Cuando llega la hora del iftar, la de la ruptura del ayuno por Ramadán, hay que ir con mucho cuidado porque es la más tensa del día. Hay que recordar que es el momento en el que los creyentes llevan más horas sin comer, sin beber y algo que suele crispar mucho los nervios: sin fumar. Por eso en las casas se hace un silencio sepulcral, con los platos llenos de humeante harira y la mesa llena de deliciosos manjares, todos atentos al reloj como esperando el pistoletazo de salida de una carrera. En casa teníamos una tabla colgada en la cocina con la hora exacta en la que salía y se ponía el Sol. También contenía la de los rezos, pero la que teníamos marcada con fluorescente era la del momento de ponerse el Sol, cuando, por fin, podríamos recuperar el aliento y la claridad mental volviendo a comer y beber. Por todo esto, ningún musulmán mínimamente sensato dejaría una conversación difícil, como la del otro día de Pedro Sánchez con Mohamed VI, para el momento del iftar.

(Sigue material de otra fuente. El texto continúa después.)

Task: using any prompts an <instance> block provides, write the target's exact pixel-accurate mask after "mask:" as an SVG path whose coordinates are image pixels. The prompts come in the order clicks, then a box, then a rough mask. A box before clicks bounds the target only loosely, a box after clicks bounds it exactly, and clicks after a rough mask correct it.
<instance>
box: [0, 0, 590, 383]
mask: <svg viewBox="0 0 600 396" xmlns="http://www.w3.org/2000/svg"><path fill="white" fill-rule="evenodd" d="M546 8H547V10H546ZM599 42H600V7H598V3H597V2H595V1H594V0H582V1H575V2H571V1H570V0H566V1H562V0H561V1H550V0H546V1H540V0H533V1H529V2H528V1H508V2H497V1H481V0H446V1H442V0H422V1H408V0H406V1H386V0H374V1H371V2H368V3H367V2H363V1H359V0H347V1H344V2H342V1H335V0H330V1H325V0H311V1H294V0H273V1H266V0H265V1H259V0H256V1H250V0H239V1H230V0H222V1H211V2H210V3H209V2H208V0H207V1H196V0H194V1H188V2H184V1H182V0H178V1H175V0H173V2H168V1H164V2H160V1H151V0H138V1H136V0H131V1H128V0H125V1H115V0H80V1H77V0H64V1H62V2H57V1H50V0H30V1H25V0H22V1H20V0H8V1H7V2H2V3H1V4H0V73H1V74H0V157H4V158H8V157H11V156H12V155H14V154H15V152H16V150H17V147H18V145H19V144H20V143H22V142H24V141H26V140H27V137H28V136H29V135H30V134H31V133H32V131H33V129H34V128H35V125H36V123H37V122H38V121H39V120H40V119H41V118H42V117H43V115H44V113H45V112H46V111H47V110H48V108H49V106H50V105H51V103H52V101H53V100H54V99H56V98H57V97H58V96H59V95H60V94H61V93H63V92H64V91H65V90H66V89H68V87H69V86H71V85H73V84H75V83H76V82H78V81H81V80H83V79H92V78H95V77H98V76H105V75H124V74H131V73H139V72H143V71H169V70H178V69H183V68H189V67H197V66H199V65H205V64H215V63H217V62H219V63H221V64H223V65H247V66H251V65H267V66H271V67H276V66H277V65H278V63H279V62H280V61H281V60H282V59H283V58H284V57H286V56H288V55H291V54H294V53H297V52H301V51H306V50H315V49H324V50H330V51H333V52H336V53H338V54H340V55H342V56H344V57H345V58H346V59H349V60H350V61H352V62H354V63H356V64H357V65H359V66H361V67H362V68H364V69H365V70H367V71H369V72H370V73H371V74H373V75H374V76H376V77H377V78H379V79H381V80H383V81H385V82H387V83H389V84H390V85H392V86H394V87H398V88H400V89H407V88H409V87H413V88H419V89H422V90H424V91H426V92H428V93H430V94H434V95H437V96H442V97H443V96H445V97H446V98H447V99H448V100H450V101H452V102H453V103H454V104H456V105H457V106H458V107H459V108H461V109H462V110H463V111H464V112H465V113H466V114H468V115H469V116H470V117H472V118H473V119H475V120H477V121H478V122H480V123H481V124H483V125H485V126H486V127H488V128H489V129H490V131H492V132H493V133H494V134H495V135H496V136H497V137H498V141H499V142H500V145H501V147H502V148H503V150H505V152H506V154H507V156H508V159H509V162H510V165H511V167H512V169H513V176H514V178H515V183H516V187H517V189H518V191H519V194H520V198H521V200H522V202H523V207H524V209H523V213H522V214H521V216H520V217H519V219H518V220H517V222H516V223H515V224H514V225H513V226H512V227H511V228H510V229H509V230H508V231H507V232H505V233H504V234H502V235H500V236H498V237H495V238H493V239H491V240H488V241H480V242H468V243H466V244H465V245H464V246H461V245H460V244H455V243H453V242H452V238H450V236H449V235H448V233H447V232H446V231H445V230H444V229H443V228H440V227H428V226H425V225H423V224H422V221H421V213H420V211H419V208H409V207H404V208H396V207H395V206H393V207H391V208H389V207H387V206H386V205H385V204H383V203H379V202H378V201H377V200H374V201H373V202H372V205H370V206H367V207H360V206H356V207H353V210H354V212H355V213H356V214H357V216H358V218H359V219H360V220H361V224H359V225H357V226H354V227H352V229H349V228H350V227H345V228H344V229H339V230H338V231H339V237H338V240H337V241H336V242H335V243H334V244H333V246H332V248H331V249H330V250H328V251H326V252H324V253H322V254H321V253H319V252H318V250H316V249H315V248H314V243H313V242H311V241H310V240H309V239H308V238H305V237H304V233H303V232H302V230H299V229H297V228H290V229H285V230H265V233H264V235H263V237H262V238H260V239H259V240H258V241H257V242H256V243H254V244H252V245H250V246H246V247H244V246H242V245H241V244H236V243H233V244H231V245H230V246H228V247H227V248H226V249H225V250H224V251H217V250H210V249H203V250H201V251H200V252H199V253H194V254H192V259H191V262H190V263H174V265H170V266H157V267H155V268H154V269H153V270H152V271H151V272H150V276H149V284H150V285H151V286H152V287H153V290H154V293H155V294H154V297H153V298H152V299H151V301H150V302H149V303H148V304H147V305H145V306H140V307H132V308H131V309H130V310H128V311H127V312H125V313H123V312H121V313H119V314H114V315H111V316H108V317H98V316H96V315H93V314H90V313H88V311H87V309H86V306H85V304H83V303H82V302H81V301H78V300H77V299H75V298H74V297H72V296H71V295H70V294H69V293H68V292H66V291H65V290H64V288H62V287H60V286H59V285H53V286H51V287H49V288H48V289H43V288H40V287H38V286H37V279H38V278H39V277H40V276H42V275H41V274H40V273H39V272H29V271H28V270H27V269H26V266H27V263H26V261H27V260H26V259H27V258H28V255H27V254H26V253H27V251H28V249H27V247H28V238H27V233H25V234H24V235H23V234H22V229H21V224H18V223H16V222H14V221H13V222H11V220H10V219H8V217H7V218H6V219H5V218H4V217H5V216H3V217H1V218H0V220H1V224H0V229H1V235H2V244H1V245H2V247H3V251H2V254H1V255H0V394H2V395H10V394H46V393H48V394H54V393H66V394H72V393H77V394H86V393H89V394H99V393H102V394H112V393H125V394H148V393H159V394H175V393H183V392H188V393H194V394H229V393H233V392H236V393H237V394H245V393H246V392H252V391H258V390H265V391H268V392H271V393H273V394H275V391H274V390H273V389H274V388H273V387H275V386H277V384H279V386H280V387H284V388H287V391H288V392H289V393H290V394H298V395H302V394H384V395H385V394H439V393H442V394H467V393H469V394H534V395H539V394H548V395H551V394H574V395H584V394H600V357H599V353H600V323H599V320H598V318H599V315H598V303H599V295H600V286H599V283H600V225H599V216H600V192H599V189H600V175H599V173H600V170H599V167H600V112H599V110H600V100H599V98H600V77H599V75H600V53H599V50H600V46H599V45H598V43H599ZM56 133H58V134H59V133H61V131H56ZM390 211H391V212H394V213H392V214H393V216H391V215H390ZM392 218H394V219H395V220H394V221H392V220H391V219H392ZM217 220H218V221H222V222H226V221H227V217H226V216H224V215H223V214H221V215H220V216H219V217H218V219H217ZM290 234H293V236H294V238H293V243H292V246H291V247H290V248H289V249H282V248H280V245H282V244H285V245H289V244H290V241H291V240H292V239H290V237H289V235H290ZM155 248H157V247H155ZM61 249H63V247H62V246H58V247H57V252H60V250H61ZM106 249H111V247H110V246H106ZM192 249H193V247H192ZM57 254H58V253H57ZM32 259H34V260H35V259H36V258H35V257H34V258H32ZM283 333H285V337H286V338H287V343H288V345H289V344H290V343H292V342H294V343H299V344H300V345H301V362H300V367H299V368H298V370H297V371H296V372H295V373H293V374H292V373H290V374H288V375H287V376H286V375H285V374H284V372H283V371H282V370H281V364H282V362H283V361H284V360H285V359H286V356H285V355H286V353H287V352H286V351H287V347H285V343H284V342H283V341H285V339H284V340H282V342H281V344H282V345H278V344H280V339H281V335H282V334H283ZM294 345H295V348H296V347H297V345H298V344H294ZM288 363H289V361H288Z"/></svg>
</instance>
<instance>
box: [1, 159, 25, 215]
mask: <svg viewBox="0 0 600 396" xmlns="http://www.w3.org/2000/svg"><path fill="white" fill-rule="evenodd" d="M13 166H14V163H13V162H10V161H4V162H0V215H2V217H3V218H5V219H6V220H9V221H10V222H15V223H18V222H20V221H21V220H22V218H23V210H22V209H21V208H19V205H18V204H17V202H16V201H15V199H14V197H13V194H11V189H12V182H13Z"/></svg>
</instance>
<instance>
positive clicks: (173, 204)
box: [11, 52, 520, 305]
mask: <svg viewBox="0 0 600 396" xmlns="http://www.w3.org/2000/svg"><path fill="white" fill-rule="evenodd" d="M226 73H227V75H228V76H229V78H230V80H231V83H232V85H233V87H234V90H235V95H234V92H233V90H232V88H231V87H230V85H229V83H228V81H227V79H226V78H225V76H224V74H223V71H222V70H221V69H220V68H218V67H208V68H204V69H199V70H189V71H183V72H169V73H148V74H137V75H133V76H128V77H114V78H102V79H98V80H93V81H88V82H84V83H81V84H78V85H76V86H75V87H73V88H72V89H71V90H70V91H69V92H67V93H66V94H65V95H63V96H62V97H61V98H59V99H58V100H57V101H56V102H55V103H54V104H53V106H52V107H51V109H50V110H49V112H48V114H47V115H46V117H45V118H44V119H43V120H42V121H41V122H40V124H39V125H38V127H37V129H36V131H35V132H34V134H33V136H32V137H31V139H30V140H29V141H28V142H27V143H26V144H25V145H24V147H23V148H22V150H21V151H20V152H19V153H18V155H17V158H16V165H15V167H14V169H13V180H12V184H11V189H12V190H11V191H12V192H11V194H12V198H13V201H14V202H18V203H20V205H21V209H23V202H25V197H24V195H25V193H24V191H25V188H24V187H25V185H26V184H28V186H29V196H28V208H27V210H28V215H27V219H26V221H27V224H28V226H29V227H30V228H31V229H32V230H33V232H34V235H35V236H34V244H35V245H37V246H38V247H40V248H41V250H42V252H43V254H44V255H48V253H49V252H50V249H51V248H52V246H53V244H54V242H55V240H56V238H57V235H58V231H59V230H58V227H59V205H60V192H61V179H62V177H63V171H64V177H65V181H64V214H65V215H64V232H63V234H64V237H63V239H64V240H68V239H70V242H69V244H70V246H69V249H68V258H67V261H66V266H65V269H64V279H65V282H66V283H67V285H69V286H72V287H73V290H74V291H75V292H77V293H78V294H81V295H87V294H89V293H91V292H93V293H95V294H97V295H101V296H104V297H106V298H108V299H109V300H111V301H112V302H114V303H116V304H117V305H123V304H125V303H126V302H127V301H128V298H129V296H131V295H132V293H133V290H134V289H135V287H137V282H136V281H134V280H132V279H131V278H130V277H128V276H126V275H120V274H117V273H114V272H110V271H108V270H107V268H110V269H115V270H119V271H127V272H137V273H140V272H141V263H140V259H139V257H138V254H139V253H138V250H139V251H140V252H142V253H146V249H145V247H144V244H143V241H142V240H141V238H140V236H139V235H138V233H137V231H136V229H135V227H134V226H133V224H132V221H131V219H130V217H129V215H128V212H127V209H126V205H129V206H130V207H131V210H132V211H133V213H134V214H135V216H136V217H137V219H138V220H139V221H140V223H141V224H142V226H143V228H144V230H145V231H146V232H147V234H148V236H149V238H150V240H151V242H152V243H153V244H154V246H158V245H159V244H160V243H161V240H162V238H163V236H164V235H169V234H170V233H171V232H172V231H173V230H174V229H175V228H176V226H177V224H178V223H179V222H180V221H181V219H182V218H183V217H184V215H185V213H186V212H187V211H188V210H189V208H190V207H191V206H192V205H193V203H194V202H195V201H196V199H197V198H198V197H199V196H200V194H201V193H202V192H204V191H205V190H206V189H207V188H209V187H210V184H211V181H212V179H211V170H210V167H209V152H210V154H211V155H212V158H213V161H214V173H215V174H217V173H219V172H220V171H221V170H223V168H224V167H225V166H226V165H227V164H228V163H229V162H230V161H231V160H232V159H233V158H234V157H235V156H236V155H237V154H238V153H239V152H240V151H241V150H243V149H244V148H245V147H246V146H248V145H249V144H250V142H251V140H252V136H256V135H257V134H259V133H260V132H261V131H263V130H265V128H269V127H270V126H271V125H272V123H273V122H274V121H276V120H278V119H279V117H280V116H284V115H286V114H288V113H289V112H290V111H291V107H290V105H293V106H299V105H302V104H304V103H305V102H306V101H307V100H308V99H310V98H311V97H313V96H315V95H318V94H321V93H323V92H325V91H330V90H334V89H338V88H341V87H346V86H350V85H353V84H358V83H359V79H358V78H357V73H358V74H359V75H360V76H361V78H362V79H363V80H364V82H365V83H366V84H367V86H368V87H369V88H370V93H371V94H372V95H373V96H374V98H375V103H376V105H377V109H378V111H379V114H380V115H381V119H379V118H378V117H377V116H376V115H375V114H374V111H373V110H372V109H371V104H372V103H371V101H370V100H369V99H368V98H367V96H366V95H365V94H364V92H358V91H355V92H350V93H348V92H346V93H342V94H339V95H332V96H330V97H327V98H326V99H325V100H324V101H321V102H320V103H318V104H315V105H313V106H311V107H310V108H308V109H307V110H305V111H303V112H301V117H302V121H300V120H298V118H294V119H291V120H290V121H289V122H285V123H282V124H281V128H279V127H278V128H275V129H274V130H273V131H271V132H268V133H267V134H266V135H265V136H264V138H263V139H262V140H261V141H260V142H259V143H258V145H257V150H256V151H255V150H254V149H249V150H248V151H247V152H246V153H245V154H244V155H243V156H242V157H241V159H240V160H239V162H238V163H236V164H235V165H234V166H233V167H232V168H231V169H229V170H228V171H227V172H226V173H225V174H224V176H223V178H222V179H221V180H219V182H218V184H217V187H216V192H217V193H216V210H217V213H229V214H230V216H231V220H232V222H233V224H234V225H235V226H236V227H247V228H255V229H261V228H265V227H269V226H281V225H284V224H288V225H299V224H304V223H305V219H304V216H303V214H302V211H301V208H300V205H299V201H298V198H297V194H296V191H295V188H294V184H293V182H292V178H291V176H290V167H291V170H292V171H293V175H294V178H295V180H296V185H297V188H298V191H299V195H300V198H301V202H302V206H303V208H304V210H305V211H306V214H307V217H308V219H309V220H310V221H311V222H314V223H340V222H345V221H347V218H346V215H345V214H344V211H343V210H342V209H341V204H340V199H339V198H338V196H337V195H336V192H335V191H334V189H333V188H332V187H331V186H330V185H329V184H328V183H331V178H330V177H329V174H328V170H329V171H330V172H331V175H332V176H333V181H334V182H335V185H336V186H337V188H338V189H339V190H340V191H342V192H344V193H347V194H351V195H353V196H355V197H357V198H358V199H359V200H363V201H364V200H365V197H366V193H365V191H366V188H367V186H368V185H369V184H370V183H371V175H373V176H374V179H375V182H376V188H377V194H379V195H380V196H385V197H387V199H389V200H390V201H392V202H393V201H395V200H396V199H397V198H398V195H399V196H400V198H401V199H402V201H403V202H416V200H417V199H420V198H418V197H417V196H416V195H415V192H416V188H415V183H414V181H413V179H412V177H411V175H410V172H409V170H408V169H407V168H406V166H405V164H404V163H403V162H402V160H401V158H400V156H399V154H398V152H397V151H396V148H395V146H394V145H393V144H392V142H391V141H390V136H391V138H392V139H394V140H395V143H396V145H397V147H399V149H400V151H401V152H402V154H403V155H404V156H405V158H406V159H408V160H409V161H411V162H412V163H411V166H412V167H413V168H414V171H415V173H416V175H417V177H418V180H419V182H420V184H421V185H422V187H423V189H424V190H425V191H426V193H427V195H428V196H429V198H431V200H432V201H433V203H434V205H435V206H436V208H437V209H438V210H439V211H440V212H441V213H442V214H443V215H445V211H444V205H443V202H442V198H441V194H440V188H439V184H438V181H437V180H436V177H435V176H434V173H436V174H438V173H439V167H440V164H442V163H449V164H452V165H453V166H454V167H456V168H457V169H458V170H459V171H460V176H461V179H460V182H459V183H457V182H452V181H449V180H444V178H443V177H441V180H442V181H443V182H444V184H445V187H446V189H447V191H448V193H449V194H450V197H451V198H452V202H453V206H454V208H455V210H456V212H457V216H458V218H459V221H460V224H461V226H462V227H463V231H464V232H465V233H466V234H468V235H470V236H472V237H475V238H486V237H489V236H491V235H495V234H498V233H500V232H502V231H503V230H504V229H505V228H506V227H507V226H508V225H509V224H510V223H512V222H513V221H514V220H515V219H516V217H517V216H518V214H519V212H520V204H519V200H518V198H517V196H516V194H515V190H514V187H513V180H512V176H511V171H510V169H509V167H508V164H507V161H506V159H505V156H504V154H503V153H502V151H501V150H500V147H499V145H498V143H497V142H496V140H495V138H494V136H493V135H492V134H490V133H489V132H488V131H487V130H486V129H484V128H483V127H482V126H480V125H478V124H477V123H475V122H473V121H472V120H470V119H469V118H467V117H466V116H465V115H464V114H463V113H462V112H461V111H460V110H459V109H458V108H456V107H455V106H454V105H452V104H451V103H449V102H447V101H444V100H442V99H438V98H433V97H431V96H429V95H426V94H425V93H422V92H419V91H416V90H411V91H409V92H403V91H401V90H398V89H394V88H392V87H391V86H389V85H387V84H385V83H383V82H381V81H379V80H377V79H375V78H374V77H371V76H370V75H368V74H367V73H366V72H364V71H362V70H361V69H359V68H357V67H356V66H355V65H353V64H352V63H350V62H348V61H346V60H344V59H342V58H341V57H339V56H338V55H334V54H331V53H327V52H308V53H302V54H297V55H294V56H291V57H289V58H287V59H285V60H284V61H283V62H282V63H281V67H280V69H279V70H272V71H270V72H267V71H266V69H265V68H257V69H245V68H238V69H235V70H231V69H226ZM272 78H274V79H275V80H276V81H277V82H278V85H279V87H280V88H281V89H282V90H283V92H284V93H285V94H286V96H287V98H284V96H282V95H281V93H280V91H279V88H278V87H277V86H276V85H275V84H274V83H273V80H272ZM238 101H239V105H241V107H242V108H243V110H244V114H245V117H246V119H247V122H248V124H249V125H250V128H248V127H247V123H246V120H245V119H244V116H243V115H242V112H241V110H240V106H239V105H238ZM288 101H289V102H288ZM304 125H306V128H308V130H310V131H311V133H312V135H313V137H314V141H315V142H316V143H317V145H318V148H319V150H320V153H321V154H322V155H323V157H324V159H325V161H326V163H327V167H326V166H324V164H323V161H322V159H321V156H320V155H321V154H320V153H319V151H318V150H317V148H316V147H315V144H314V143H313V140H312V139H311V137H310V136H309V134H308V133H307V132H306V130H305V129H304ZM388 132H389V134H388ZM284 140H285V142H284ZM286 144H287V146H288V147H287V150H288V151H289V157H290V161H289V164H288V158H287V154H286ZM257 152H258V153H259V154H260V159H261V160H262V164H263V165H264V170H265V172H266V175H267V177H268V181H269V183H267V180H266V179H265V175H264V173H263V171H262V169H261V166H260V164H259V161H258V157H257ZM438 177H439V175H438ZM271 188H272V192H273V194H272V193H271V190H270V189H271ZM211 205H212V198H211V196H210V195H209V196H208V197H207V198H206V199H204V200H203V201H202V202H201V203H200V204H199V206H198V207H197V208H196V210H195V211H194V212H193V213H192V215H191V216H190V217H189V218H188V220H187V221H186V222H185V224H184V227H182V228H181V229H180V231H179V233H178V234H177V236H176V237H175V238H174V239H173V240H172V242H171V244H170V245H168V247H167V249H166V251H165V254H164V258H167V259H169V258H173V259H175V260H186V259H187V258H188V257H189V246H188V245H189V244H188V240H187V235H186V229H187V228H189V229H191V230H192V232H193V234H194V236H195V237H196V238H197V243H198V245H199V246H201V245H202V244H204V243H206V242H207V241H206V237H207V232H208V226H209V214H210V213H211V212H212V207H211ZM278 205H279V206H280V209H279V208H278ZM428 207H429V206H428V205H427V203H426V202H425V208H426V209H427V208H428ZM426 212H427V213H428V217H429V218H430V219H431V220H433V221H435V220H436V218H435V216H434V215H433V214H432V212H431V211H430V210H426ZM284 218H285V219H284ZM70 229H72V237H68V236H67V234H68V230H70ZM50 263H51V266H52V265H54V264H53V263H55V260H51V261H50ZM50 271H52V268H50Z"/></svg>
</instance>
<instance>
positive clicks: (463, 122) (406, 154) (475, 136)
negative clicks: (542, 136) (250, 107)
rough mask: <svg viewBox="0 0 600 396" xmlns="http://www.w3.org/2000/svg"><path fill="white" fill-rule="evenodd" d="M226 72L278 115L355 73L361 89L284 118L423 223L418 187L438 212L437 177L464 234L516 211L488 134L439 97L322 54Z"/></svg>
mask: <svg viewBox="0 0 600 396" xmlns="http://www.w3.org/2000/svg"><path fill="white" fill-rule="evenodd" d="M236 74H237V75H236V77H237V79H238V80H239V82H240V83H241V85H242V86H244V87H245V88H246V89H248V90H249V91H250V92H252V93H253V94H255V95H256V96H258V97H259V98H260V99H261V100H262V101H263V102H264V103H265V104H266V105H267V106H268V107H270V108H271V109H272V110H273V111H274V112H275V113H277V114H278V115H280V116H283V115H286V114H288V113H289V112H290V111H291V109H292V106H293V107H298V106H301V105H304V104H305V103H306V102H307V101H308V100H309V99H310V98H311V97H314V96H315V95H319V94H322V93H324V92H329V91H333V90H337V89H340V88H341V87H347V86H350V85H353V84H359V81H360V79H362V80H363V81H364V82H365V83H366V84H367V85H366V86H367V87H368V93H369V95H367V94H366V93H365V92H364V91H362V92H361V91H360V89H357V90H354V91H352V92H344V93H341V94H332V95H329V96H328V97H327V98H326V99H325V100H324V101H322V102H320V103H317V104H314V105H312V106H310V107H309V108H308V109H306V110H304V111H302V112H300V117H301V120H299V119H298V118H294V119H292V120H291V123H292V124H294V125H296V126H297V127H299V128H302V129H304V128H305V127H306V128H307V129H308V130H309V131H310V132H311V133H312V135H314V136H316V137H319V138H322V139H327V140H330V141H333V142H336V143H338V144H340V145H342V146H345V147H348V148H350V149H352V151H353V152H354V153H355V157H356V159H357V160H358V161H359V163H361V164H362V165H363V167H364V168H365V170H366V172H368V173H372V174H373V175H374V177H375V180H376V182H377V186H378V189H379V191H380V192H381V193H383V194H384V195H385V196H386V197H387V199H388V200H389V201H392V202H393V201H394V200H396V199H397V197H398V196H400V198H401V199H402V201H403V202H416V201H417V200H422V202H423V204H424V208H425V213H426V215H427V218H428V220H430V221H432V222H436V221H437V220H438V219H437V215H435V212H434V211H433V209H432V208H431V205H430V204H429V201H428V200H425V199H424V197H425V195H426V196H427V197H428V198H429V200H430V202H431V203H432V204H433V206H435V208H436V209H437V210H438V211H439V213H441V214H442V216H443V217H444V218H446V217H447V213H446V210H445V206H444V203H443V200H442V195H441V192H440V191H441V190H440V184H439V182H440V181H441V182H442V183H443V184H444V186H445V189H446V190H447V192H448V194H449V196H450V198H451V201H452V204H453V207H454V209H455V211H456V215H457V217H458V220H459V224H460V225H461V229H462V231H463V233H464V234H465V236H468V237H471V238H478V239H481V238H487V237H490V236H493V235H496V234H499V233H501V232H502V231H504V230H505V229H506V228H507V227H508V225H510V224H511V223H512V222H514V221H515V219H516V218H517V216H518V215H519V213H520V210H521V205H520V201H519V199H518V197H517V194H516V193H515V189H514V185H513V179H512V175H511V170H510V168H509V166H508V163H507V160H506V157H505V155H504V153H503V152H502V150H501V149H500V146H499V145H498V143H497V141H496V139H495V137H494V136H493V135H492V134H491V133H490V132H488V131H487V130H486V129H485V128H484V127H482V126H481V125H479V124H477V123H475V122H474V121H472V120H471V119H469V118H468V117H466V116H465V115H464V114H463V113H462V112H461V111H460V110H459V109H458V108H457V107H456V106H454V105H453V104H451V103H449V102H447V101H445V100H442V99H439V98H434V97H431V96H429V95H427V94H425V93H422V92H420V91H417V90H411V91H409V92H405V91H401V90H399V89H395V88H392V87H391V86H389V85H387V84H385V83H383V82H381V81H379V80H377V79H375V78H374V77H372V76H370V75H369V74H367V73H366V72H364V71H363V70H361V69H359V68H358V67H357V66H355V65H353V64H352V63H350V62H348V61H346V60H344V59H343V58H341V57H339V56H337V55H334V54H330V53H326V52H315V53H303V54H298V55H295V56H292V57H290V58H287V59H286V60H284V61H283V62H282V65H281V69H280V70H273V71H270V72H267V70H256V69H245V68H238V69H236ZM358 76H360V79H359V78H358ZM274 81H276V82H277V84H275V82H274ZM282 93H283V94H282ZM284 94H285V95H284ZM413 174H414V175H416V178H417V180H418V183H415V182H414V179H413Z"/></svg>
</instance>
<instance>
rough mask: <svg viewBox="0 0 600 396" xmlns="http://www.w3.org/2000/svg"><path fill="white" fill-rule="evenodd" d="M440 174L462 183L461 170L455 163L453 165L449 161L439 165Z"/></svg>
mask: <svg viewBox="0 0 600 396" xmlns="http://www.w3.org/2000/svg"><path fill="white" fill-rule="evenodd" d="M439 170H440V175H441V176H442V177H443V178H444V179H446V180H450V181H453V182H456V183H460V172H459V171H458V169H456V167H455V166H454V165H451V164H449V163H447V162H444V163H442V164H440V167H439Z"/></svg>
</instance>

No hay forma más eficaz de obsesionarse con la comida y el agua que prohibiéndolos. Ni que sea unas horas. Recuerdo madrugar para comer estofados de ternera con verduras y volver a dormir. Luego estar todo el día con la boca seca, deseando que acabara pronto el día, a veces enjuagándome con un poco de agua. Si estaba ocupada en cosas, el tiempo pasaba volando, pero las tardes de los fines de semana con el aroma de la harira estimulando los jugos gástricos de un estómago vacío se hacían interminables. Después de probar algunos bocados, empezaban los retortijones. Cualquiera que tenga cierta predisposición a la bulimia o la anorexia tiene en el Ramadán un perfecto detonante. Y es la prueba de que el ayuno intermitente no funciona: muchos musulmanes ganan tantos kilos durante el mes sagrado como en Navidad quienes la celebran.
Hay algo alienante en el hecho de someterse a un sacrificio tan duro, a vivir cada año 28 días de privaciones impuestas por la fe, a tener que pasar hambre cuando se tiene la nevera llena. Que el Ramadán es una experiencia durísima no lo admite casi ningún musulmán. Porque supone una ofensa, pero también porque tiene una enorme carga emocional al tratarse de una celebración que impregna la memoria familiar. Pero aun así yo me pregunto si no podríamos buscar rituales menos draconianos. Los teólogos insisten en que es un mes que nos acerca a Dios, pero a mí a lo único a lo que me acercó fue a la obsesión por la comida. También entendí que de nada sirve entrenarse en el sufrimiento porque lo único que deseamos cuando termina es olvidarlo para siempre.